Ils sont situés dans des régions montagneuses :
- Au pieds du puy de Sancy dans le Département du Puy de Dôme pour la Landie
- Pour Virieu, au pieds du Grand Colombier dans le Département de l’Ain
Pour les deux les conditions climatiques peuvent être assez rudes. Ils sont tous les deux des plans d’eau naturels:
- lac alimenté par des ruisseaux, en bordure d’une tourbière pour la Landie
- Etang situé sur l’ancienne vallée glaciaire du Rhône, alimenté par des sources pour Virieu-le-Grand
Bien que de superficies très différentes :
- 33 ha pour la Landie
- 4 ha à Virieu
Les deux lacs ont en commun une profondeur assez importante, par rapport aux autres réservoirs (environ 15 mètres max dans les 2 cas), ce qui peut déstabiliser les non-habitués, surtout quand on envisage de pêcher au streamer, au beau milieu du lac.
Au chapitre des différences, la plus évidente est la superficie, mais à mes yeux la différence de couleur de l’eau l’est tout autant:
- A la Landie on est sur une eau de tourbière, à la couleur de thé (ou de vieux whisky) très intense. Dans ces conditions la pêche à vue est quasiment impossible, sauf sur les truites aquabonitas (jaunes) qui rodent sous la surface ou en pêchant tout prêt des roselières dans très peu d’eau. A la Landie il faut plutôt s’appliquer à rechercher les signes d’activité des poissons (gobages, sauts, marsouinages).
- Les eaux de Virieu sont cristallines (« putaing ! on pêche dans de l’évian con! ») ce qui fait de ce lac l’endroit rêvé pour les pêches fines à vue. L’inconvénient majeur étant que si on les voit, elles nous ont vu aussi, et depuis longtemps.
Pratiquant la pêche à la mouche dans ces deux réservoirs depuis plusieurs années, je trouve que l’approche que j’ai pu développer n’est pas très différente pour l’un ou pour l’autre. Il faut beaucoup observer, réagir rapidement, savoir s’adapter et ne pas partir avec trop d’idées préconçues, ça peut être fatal (le capot n’est alors jamais très loin).

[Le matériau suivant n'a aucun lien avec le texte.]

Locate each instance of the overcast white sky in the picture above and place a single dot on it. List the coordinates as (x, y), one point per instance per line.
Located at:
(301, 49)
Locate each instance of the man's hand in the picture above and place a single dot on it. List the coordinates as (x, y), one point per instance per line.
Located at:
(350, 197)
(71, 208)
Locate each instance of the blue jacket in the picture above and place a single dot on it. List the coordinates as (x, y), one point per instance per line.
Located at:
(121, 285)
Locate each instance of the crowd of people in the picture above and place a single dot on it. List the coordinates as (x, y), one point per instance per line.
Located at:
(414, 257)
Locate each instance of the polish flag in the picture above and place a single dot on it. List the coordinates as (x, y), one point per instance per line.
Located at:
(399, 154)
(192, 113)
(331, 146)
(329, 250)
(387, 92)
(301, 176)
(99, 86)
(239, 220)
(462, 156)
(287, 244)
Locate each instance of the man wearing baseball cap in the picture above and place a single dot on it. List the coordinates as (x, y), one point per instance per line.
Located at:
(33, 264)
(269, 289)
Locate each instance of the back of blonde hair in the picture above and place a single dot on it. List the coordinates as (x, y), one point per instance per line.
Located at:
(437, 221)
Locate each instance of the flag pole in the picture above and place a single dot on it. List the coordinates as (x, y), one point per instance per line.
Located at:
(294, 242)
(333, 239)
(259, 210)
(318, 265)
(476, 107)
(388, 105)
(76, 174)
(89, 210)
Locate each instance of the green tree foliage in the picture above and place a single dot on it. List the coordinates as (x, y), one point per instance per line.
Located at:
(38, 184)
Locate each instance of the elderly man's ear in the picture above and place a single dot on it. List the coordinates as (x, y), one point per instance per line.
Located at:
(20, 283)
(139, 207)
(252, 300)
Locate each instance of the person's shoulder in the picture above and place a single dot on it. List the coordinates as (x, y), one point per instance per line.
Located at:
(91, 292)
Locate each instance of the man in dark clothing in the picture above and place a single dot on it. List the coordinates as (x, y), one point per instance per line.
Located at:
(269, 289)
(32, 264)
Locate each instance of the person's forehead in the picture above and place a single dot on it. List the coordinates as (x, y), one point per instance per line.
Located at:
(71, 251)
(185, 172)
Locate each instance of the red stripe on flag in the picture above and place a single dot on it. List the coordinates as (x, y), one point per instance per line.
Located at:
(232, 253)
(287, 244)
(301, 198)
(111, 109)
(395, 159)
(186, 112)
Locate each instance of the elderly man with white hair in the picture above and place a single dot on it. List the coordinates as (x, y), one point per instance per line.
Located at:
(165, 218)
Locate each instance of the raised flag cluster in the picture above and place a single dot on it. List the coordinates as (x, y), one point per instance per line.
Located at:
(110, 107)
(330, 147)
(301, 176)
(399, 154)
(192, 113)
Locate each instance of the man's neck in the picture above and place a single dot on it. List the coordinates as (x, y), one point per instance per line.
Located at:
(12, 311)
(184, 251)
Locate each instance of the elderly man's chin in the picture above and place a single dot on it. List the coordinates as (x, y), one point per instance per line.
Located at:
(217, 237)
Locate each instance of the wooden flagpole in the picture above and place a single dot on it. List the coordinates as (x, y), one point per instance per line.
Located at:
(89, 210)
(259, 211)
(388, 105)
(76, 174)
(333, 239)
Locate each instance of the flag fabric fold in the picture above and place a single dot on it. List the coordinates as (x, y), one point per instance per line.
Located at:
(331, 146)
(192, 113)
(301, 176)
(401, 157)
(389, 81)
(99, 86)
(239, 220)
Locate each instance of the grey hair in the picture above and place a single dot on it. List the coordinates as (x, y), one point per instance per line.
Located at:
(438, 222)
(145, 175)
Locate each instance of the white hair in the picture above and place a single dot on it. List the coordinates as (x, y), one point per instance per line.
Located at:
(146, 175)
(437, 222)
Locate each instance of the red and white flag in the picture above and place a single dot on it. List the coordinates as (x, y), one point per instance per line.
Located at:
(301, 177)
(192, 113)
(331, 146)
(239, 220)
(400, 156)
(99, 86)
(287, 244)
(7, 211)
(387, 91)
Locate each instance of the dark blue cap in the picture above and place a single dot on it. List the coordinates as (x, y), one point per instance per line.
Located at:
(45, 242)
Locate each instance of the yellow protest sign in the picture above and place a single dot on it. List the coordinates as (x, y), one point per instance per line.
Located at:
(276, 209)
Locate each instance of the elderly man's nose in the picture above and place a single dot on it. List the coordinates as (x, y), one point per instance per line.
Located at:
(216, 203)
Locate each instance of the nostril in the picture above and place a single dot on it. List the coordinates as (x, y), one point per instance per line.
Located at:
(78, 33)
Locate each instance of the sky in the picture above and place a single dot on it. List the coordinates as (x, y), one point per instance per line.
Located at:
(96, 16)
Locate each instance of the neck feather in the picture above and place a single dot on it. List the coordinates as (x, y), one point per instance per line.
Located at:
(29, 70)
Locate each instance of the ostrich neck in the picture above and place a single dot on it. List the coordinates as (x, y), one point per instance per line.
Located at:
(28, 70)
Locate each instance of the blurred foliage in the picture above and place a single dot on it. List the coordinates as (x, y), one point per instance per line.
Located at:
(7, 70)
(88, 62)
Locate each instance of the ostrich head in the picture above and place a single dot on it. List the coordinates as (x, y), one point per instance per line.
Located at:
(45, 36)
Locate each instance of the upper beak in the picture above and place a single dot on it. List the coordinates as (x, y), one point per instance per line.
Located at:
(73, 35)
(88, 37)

Conseils pêche à la mouche en sèche sur la Landie et Virieu le grand
Mais avant il me semble bon de vous partager quelques informations sur le réservoir de la Landie.
Quelques conseils pêche à la mouche pour le réservoir La Landie selon les conditions du vent.
Voici le plan du réservoir de La Landie que vous pourrez retrouver au Lodge, au dessus de la table montage de mouche, vous conseillant les zones de pêche à la mouche selon les orientations du vent.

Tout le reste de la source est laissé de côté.